Читаем Сочинения русского периода. Проза. Литературная критика. Том 3 полностью

Тут прекрасно передано то почти реальное и вместе с тем не этого мира давление, которое ощущается под действием такой поэзии. Но А.Л. Бем склонен объяснять это, кажется, какими-то лично-психологическими свойствами поэта, не замечая, что решающее значение тут имеет именно «бессмыслица» и «невнятица», сдвигающая планы привычного, благополучного в своей неподвижности мира.

Перед нами, кажется, единственный случай выхода за пределы искусства его же средствами. Так искомое преодоление литературы достигается не отказом от формы (ведущим к молчанию, к «белому листу»), но крайним развитием некоторых ее качеств. Средства эти вполне поддаются учету (см., напр., подробный анализ стиля Хлебникова, сделанный Р.О. Якобсоном: «Новейшая русская поэзия» Прага, 1921), но вместе с тем таинственны и мистически страшны. Впрочем, и таинственность эта, и страх ничего еще не разрешают по существу и не дают настоящего удовлетворения. Эстетика тут как бы ущерблена, и ущерб ее ничем не возмещается. Неудовлетворенность ролью художника, порывания к мирам иным подпадают под влияние стихийных сил подсознательного, овладевающего всецело искусством. И прав А.Л. Бем, называя книжку Мамченко «слишком немыслимой» и опасной; прав в конечном итоге, хотя, может быть, и совсем иное имел в виду, говоря это. Магия таких стихов подлинна, но безблагодатна.

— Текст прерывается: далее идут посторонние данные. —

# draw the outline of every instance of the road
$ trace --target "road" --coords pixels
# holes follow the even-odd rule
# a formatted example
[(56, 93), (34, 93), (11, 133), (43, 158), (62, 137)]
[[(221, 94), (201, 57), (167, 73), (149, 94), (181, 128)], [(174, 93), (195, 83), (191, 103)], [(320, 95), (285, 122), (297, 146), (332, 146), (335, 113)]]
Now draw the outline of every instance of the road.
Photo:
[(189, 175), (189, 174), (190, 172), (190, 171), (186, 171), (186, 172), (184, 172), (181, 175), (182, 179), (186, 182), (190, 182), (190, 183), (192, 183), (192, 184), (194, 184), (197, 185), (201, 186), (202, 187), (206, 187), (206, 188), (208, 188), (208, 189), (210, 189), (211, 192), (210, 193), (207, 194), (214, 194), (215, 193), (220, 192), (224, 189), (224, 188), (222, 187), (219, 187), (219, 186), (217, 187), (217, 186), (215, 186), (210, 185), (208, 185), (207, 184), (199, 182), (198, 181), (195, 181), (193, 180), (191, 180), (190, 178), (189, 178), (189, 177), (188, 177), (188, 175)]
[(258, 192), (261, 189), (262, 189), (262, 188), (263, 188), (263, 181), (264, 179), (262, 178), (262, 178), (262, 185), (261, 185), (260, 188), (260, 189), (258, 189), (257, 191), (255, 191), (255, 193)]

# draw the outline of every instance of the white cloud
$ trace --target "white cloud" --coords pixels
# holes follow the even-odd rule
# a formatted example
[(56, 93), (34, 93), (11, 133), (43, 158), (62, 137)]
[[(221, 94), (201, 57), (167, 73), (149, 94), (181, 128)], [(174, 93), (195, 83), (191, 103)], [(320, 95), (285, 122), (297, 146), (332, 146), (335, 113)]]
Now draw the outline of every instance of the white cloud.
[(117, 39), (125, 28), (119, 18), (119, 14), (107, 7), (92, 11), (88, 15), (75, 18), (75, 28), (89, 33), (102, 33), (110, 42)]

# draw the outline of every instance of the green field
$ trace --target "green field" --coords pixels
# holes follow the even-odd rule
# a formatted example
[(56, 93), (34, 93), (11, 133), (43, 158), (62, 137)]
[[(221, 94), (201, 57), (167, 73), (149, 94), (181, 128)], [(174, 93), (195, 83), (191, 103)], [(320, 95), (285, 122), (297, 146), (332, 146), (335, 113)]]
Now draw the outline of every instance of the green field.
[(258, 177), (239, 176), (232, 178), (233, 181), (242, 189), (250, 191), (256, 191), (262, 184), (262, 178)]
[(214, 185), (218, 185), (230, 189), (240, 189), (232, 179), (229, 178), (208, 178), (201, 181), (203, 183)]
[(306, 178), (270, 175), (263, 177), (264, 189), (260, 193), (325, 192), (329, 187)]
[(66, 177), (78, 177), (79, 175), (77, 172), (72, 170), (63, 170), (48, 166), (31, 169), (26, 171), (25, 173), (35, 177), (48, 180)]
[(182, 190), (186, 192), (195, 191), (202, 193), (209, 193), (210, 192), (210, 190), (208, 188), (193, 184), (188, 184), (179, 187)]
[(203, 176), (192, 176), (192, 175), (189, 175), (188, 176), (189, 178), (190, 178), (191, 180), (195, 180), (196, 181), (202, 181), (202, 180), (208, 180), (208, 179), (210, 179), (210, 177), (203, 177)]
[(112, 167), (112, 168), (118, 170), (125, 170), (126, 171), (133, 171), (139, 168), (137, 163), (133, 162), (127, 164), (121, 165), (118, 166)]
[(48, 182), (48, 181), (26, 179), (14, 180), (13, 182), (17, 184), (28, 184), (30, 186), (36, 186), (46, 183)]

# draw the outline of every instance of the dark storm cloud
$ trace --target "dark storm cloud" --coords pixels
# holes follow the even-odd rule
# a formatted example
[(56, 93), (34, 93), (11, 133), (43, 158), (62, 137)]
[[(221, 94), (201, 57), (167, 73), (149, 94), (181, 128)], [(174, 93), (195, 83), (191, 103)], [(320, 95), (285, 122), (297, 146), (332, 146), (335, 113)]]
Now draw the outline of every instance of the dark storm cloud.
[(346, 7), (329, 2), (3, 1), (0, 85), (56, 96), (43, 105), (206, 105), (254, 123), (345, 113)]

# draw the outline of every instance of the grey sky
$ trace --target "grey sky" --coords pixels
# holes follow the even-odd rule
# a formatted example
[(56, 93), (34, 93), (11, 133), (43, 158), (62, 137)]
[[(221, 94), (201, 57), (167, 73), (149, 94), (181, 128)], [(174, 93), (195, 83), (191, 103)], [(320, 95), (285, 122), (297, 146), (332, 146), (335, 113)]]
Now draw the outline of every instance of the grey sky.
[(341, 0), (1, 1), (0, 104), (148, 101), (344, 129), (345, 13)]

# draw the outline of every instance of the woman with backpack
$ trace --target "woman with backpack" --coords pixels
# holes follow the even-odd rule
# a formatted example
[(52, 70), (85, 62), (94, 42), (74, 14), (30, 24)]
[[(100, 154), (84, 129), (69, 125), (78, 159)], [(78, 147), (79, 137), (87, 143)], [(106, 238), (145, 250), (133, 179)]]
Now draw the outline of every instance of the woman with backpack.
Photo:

И вот перед нами встает проблема, возможно ли такое искусство, которым владели бы силы не под-, но сверх-сознательного?..

«А СТИХ ЕЛИКО ПРОРИЦАЕТ...»

В. Вейдле в своей замечательной книге «Умирание искусства» на богатейшем материале доказывает, что главная причина кризиса современного искусства - оскудение веры. Предпосылкой тут служит аксиома о общих истоках всякого творчества, о религиозных основах искусства. Отсюда В. Вейдле делает заключение: «Искусство и культуру может сейчас спасти лишь сила, способная служебное и массовое одухотворить, а разобщенным личностям дать новое, вмещающее их в себя, осмысляющее их творческие усилия, единство. Такая сила, в каком бы облике она ни проявлялась, звалась до сих пор религией»[762].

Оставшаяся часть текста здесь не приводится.